With pollution and overpopulation plaguing cities, farm life sounds more appealing indeed. In the country, you’ll get fresher air, be surrounded by nicer people, and be far away from the round-the-clock hustle and bustle of the metropolis. You may also become healthier, because you’ll be harvesting your own food, instead of buying them from fast foods.
But the journey to the farm life isn’t as simple as you think. You can’t just pack up your things and build a farmhouse on the first available agricultural land you’ll see. In reality, you’ll encounter hurdles in the form of budget constraints, zoning regulations, and arduous farmland maintenance.
That said, here are the things to consider before living the farm life:
1. Are You Really Ready to Buy a Farm?
Buying a farmland isn’t so different from buying a home. You can also get a loan for it, undergo the approval process, and pick a property to buy according to your loan’s preapproved rate. Once you gain an idea of the size of the farm you can afford, that’s where things may start to feel tedious because you have to view as many farms as possible. It may be easy to fall in love with the first farm you see, but it doesn’t mean that it’s the best. Hence, it’s wise to bring a neutral party with you as you search, like an experienced farmer or a real estate agent.
But that’s not the toughest challenge yet. As you prepare to buy a farm, you need to evaluate its resources, such as the soil, forages, and how well they have been managed. You should also consider the topography of the land, and find out its soil fertility and health.
Acquiring basic knowledge about farming may help ease your buying journey. But once you finally own a farm, you’ll meet another series of challenges again.
2. Zoning Issues
A real estate agent will also help you find out and understand the zoning issues on a farmland. They’ll help you determine whether you can build a shed or a home on the property.

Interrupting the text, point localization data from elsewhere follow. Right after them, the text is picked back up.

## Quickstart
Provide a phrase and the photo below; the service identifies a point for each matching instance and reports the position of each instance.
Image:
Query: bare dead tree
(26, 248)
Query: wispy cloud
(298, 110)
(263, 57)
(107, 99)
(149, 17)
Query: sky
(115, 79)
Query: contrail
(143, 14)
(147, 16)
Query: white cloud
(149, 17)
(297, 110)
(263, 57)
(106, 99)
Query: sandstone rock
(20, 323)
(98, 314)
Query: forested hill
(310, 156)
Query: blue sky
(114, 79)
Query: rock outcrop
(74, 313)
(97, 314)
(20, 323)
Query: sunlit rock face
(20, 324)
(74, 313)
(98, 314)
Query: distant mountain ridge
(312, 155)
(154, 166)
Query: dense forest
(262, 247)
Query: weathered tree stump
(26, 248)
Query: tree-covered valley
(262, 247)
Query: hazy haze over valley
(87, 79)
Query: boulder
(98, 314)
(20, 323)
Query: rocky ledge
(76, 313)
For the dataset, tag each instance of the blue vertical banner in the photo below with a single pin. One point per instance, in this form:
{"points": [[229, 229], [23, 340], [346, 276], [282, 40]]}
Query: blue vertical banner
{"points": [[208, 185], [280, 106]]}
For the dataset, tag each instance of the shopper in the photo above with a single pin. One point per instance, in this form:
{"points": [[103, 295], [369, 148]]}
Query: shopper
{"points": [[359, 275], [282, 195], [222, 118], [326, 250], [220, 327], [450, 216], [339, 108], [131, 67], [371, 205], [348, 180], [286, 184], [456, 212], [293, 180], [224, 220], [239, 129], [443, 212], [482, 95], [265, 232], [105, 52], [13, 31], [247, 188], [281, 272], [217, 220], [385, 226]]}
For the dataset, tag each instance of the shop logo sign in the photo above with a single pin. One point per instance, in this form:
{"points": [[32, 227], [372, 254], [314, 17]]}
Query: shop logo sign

Zoning issues don’t automatically forbid you from building a farmhouse, though. However, you have to respect the fact that farm animals have as much right on your land as you. This means you have to be comfortable living with cattle, chickens, pigs, or horses. Of course, this won’t be a problem if you own the farm and the animals. But if you’re just building a house next to a farmland, the presence of animals is something you need to be ready for.
3. Building a Home
Farmlands are usually far from city or rural water supplies, so you may need to dig a well. If the groundwater is scarce, you may have to collect rainwater or haul water from someplace else and store it on your property.
You also need to obtain a building permit, which would require the involvement of your local planning department or building inspector. Residential buildings on farmlands may also need additional permitting information, such as erosion control measures, runoff control, and soil tests so that a septic system can be approved.
4. Farmland Maintenance
Once you’ve overcome the obstacles above, it’s now time to handle farmland maintenance. Depending on the size of your land, you may need large equipment such as a Krone lawnmower to keep your planting areas protected.
And if you own equipment and machinery, you have to know how to spot signs of damage in them, so that you can conduct regular maintenance yourself. You should also inspect your fences regularly to ensure that they’re still effective in providing security.
The farm life may not be glamorous and peaceful 24/7, but if you’re down for enhancing your DIY skills, getting closer to nature, and eating cleaner, then it’s definitely a fun life for you.